Silver revealed the Chinese pressure against Morey after the Rockets general manager tweeted a message — “Fight for freedom, stand with Hong Kong” — which echoed pro-Hong Kong sentiment and upset Chinese censors. At Time Magazine’s 100 Health Summit on Thursday, Silver said the NBA rejected the request of the Chinese government.

“We were being asked to fire him by the Chinese government. … We said there’s no chance that’s happening. There’s no chance we’ll even discipline him,” Silver said at the Times event.

Silver’s latest comment may be a sign of a break between the NBA and the Chinese government since the league has received widespread backlash for both begging for forgiveness from their Chinese viewers, and for the dismissive and even hypocritical comments of normally outspoken league members who have steered clear of China’s troubled human rights record.
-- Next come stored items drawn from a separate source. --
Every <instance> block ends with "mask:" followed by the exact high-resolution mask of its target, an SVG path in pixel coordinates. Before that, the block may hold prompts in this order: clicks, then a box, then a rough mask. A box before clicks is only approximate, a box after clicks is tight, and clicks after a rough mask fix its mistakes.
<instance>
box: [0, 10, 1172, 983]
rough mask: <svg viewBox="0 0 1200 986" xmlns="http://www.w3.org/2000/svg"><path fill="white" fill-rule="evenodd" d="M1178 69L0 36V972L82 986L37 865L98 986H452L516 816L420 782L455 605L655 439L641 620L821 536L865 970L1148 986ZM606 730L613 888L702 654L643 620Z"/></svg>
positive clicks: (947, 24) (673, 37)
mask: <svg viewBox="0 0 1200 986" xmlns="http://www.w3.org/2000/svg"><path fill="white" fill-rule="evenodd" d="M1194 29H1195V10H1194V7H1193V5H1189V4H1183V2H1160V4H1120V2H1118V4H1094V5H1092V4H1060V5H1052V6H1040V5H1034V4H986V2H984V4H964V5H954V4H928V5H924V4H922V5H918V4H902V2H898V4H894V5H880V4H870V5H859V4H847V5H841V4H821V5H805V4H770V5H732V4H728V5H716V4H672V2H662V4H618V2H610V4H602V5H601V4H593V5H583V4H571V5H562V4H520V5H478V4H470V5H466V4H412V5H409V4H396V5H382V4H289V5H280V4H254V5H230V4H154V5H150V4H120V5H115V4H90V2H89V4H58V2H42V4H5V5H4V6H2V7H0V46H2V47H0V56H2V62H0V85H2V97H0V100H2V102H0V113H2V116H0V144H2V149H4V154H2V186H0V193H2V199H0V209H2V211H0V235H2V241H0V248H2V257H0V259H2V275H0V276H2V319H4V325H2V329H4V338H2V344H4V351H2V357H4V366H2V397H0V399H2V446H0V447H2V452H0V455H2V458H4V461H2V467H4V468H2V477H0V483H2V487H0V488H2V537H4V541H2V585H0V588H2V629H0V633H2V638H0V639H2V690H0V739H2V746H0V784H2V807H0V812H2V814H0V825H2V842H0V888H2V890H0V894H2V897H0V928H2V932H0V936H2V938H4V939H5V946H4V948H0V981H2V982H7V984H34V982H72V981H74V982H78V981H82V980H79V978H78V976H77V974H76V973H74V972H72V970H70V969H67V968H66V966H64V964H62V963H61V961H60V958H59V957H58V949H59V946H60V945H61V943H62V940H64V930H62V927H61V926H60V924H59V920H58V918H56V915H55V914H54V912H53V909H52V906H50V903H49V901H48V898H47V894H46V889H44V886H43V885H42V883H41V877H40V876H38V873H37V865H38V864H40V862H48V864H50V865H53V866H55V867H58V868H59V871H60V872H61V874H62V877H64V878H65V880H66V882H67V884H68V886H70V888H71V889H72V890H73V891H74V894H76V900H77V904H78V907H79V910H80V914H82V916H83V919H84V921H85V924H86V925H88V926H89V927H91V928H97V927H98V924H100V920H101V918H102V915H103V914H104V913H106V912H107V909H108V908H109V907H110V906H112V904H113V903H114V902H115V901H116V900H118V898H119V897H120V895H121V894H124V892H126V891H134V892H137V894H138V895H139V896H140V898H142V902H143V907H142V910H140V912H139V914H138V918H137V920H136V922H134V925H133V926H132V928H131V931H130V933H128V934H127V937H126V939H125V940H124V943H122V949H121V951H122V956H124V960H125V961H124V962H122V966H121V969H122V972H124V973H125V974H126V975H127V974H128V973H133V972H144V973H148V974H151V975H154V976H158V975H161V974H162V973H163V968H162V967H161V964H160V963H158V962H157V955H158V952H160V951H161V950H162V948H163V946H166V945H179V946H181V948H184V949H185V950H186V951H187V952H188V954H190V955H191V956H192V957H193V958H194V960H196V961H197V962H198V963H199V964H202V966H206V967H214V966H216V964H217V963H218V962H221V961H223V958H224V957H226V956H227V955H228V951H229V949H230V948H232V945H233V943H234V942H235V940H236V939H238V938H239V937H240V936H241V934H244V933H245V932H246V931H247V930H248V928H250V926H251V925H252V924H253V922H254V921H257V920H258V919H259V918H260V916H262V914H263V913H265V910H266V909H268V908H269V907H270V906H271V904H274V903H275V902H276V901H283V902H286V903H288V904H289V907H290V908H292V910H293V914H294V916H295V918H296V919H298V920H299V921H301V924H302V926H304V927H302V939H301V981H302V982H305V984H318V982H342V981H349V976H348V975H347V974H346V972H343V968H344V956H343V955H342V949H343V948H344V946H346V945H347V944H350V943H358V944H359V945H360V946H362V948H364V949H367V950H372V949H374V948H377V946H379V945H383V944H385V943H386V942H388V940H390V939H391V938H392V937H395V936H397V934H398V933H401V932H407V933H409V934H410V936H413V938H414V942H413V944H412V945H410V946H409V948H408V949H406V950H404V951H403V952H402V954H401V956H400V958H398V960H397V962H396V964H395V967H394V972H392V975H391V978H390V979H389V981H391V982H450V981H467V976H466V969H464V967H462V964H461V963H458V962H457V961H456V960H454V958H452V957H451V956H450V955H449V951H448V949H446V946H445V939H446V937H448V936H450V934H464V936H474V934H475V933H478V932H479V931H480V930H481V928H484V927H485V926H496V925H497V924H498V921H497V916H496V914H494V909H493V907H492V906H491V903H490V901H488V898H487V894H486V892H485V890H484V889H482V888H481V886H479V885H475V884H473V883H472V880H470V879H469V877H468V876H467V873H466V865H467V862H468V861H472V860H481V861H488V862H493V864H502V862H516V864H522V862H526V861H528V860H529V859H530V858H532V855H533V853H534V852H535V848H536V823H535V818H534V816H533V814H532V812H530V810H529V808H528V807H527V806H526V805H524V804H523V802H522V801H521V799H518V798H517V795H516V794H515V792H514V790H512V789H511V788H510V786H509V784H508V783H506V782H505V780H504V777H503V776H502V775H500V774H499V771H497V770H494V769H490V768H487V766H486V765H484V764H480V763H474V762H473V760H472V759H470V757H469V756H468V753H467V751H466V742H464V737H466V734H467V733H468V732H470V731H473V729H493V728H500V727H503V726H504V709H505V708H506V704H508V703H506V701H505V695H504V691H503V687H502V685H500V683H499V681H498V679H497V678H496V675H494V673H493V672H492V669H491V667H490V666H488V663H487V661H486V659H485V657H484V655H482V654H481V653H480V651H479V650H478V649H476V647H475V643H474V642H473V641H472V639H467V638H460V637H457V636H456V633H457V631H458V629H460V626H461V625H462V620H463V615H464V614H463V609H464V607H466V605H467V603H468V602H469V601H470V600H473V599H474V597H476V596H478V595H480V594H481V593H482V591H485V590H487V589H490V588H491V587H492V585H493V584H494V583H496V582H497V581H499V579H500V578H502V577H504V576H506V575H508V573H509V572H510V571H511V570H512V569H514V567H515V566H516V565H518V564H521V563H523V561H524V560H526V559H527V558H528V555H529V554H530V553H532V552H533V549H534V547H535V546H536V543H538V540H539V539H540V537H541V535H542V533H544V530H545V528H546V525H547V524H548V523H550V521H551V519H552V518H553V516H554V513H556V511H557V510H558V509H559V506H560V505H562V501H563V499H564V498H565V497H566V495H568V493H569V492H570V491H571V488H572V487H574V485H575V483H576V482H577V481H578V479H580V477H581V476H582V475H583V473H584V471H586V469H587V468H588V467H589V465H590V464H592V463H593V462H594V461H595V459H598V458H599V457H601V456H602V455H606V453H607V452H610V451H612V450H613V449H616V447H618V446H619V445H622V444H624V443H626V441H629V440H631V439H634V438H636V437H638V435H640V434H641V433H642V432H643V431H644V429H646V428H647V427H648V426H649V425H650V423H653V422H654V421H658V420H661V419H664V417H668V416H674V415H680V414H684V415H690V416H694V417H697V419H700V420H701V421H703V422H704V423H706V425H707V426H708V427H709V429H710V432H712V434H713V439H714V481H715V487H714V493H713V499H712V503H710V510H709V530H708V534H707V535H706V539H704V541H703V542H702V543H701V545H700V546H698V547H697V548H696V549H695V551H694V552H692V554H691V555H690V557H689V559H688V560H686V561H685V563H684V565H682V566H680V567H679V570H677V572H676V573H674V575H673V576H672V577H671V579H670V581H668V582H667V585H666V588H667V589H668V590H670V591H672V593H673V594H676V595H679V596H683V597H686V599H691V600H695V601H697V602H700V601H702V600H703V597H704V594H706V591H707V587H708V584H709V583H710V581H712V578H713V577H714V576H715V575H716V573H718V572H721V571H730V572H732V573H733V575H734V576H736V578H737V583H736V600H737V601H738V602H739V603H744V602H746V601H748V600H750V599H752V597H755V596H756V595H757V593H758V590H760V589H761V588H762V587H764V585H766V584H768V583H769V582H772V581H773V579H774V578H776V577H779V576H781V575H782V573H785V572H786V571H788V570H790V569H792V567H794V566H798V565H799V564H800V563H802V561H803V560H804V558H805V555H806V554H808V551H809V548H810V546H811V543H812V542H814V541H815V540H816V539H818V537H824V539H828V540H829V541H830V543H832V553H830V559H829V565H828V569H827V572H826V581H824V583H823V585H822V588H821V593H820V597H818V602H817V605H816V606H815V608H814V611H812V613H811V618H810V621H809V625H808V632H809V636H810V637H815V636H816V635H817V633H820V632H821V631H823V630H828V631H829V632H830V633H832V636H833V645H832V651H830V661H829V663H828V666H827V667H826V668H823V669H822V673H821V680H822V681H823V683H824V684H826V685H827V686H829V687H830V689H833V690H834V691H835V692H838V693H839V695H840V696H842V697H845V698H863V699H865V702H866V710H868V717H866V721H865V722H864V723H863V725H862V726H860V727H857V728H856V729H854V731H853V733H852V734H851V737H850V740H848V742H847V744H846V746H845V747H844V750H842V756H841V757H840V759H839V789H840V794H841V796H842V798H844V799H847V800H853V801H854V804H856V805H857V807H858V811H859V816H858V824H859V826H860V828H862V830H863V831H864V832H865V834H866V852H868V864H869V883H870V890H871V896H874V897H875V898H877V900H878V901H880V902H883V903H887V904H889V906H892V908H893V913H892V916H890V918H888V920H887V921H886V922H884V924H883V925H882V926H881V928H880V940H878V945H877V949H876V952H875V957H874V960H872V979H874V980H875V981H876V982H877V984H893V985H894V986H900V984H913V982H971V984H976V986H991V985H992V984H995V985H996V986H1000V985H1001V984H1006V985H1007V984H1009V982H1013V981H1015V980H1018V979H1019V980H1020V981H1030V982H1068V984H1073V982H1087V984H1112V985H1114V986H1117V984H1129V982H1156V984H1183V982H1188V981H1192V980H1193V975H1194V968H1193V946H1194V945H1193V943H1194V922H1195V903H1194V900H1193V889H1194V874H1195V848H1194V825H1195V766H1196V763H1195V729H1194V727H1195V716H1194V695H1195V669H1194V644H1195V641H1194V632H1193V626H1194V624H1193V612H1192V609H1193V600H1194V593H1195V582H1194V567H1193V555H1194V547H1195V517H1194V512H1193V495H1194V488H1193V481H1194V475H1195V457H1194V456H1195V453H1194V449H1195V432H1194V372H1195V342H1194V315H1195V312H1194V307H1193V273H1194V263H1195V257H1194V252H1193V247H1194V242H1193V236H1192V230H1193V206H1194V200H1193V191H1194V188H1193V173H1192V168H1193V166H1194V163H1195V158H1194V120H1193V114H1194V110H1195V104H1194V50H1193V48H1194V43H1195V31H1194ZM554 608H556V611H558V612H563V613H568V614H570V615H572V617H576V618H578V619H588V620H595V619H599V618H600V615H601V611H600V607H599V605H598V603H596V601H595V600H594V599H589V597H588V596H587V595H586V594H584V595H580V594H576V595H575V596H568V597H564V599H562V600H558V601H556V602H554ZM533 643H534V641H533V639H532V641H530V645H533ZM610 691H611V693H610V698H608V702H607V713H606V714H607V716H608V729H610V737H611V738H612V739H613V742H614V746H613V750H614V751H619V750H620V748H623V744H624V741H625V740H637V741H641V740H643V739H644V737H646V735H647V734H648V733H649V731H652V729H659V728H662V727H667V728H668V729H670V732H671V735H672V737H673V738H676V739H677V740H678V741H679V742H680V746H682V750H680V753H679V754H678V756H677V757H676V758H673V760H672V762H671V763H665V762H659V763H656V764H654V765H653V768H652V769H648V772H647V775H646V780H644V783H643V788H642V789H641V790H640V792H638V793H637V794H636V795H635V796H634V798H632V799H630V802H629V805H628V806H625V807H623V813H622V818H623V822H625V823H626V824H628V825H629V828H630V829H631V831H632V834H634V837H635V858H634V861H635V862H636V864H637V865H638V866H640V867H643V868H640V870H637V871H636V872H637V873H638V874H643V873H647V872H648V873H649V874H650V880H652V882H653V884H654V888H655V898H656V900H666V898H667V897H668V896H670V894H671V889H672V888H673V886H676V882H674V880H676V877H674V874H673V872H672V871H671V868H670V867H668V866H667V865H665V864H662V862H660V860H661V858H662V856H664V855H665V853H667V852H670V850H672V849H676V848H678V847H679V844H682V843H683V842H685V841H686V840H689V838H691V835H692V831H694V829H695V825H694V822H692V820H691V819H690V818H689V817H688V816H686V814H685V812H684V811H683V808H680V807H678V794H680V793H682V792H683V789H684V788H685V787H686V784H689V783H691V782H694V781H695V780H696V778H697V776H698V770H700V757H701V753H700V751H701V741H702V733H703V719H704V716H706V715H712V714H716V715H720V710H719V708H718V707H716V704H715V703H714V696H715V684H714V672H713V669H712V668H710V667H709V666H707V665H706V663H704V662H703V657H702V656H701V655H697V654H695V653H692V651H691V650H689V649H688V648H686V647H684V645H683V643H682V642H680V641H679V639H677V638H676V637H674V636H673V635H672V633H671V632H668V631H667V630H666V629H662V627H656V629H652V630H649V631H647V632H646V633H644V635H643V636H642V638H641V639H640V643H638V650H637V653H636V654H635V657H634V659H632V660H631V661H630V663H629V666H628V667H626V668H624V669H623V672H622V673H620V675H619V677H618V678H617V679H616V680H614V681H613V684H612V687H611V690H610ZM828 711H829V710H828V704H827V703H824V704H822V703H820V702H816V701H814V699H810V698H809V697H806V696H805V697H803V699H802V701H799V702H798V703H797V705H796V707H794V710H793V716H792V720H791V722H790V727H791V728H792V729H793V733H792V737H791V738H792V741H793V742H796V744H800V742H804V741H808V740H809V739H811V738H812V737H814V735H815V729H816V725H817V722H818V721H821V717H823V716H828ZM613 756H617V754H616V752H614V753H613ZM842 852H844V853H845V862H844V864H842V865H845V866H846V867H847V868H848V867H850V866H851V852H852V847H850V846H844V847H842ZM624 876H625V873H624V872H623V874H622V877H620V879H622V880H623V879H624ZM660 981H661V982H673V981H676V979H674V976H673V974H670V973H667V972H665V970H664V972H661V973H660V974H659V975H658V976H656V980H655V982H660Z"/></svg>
In the fallout of Morey’s comments, Chinese broadcasters and sponsors have pulled support from several NBA games and from the Rockets team as a whole.

Morey deleted his offending tweet and issued his own personal apology in which he called his original pro-Hong Kong comments “one thought, based on one interpretation, of one complicated event.”

“I have had a lot of opportunity since that tweet to hear and consider other perspectives,” Morey continued. “I have always appreciated the significant support our Chinese fans and sponsors have provided and I would hope that those who are upset will know that offending or misunderstanding them was not my intention.”

The NBA’s initial appeal to China earned criticism from U.S. fans and politicians and the politically incorrect “South Park” cartoon issued a parody of the NBA’s apology in which they said, “Like the NBA, we welcome the Chinese censors into our homes and into our hearts. We too love money more than freedom and democracy.”

Aside from his apologies, Morey has not appeared to receive any additional reprimand, despite the damage his comments caused to NBA business interests in the country and Silver’s latest comments seem to indicate Morey will not receive any punishment at all.

While several NBA members had avoided questions about a league decision to reprimand Morey, NBA star Lebron James did speak out to criticize Morey as “misinformed” and suggested Morey should have waited to comment until after the NBA had concluded business interactions with China.

On Thursday, Silver revealed that the NBA’s China fallout has cost the league a substantial amount of money.

“I don’t know where we go from here,” Silver said. “The financial consequences have been and may continue to be fairly dramatic.”

The Chinese government has denied Silver’s claims of an effort to pressure Morey’s firing, according to Fox News.

“The Chinese government has never made this kind of request,” Chinese foreign ministry spokesman Geng Shuang said.